Given the up-and-down history of community living supports in B.C. over the last five decades, I fear this won't be the last time a public campaign will need to be waged on behalf of families and advocates of people with developmental disabilities. But at least the good guys won this time. 

Tuesday, April 17, 2012

Honduran upper class has a role to play

The more a government does, the less its citizens have to do. Garbage in the street, bruised child in the house next door, stray dog barking all night long - in a well-developed democracy like Canada, there's some government body or another to turn to for any of those problems, and an MLA or city councillor to yell at if nothing happens.
Honduras is the other side of the coin. It's a country where there's nobody but you to take responsibility for anything. If somebody's old wreck of a couch turns up outside your door, if the neighbour's child is clearly neglected and possibly abused, if a pack of starving dogs is howling and fighting every night around 2 a.m. just down the road, you've basically got two choices: Take things into your own hands or shut up and live with it.

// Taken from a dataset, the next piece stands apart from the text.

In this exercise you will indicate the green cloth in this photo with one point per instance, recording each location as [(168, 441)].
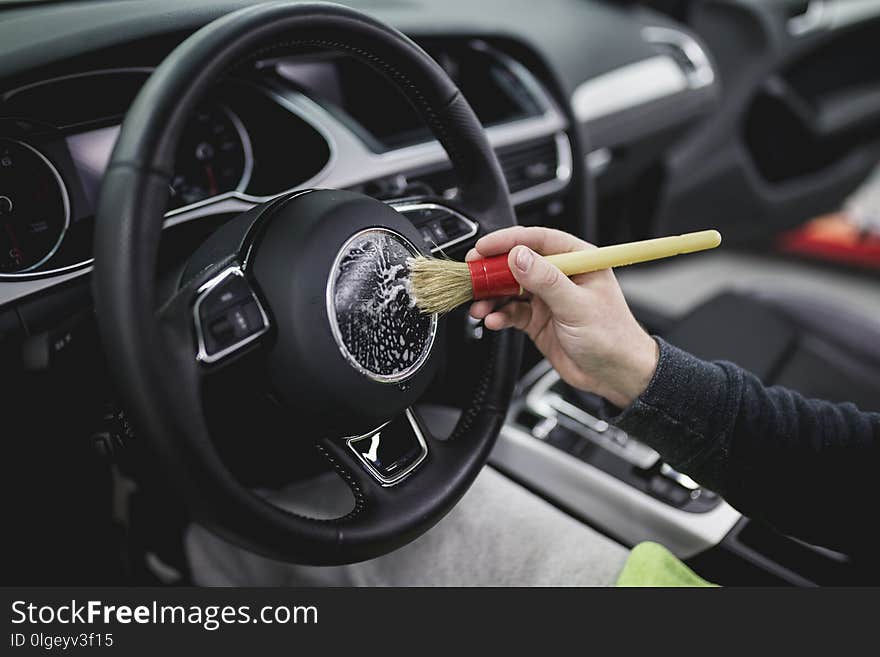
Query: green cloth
[(651, 564)]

I don't know what conditions have to be in place before communities unable to rely on government inrtervention come together to launch citizens' initiatives to deal with shared problems. What are the factors that give rise to service clubs, for instance, or Neighbourhood Watch programs? What prompts churches to lift their vision beyond the needs of their congregation and reach out to the broader community?

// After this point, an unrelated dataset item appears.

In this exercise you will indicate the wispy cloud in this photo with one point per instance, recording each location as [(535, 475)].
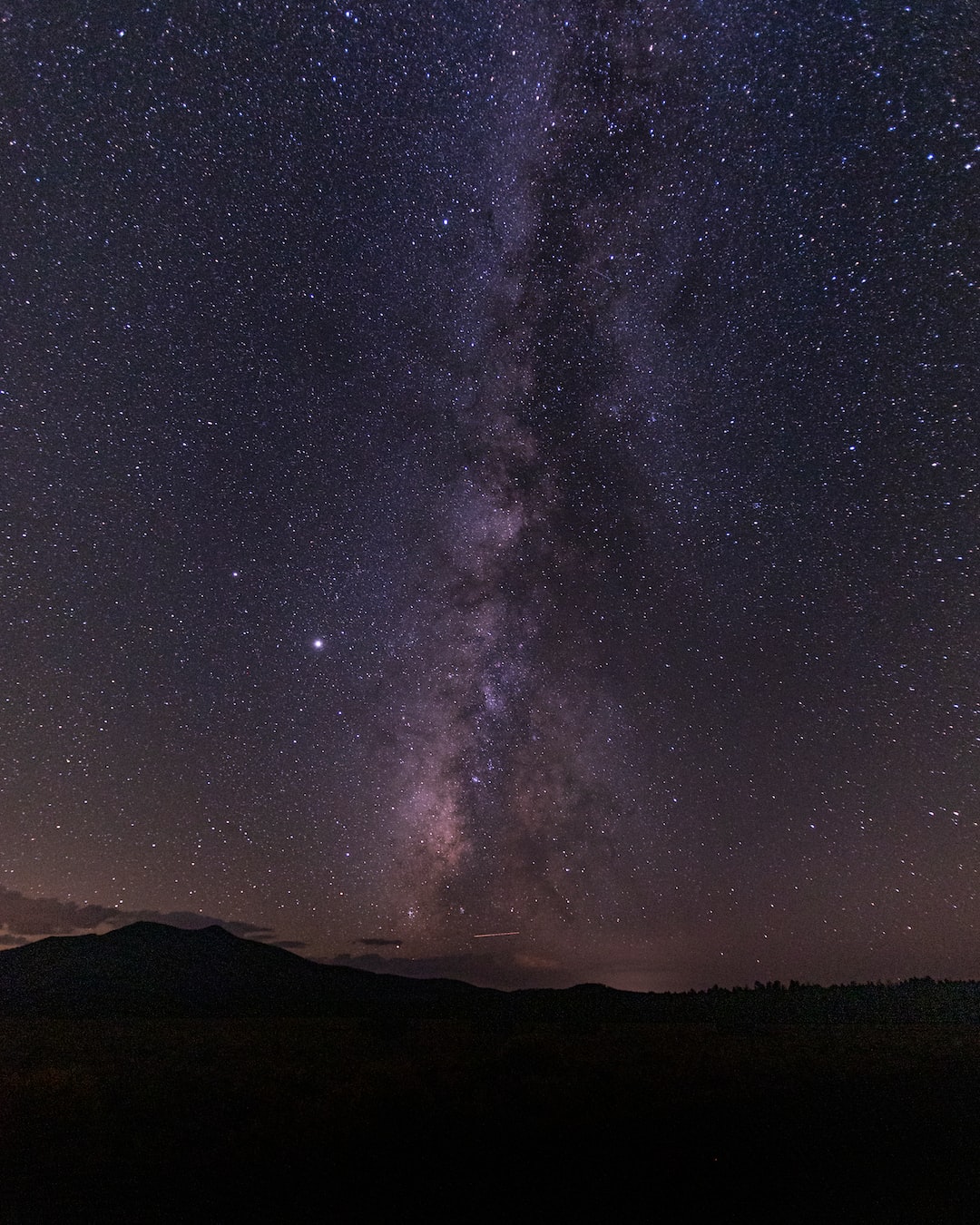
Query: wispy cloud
[(22, 916)]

Those are questions that Honduras communities would do well to ponder. The 3.5 million Hondurans who live in extreme poverty can be excused for not being able to summon the resources for anything beyond keeping their family alive, but what's stopping the other four million from doing more? Why do they tolerate such massive problems in their communities, such ineffective governance?
If you're poor in Honduras, life can be pretty damn miserable. But it can be pretty damn miserable if you're rich, too. All the money in the world won't save you from the country's car-eating potholes, random violence, garbage-strewn and contaminated rivers, and starving feral dogs that bark all night long.
Even if they were acting solely out of self-interest, I'd have expected to see more community initiatives underway at the hands of middle-class and wealthy Hondurans, if only because they were good and fed up with having to build higher and higher walls around their houses and hire more and more security guards to accompany their families on virtually every outing. Wouldn't they, too, like a clean lake and a green park for their kids to play in? (A writer for Honduras Weekly also wonders why the rich aren't doing more.)
The general explanation given for why so little happens here is that narco-trafficantes control everything. But that explains nothing to me, because surely narco-trafficantes want better roads and more security in their daily lives as much as anybody. Why would working in an illegal industry automatically exclude you from wanting better for your country?
Honduras feels like a country that's waiting for change. Unfortunately, that comes from within. Some of the most important work I see my organization and other NGOs doing is educating young people on the rights and responsibilities of living in a democracy, and how change starts with one person choosing to do things differently.
But somebody's got to get some action going among the rich Hondurans, too. With significant homegrown wealth here, it's not right to leave the mess for coming generations and other countries to solve.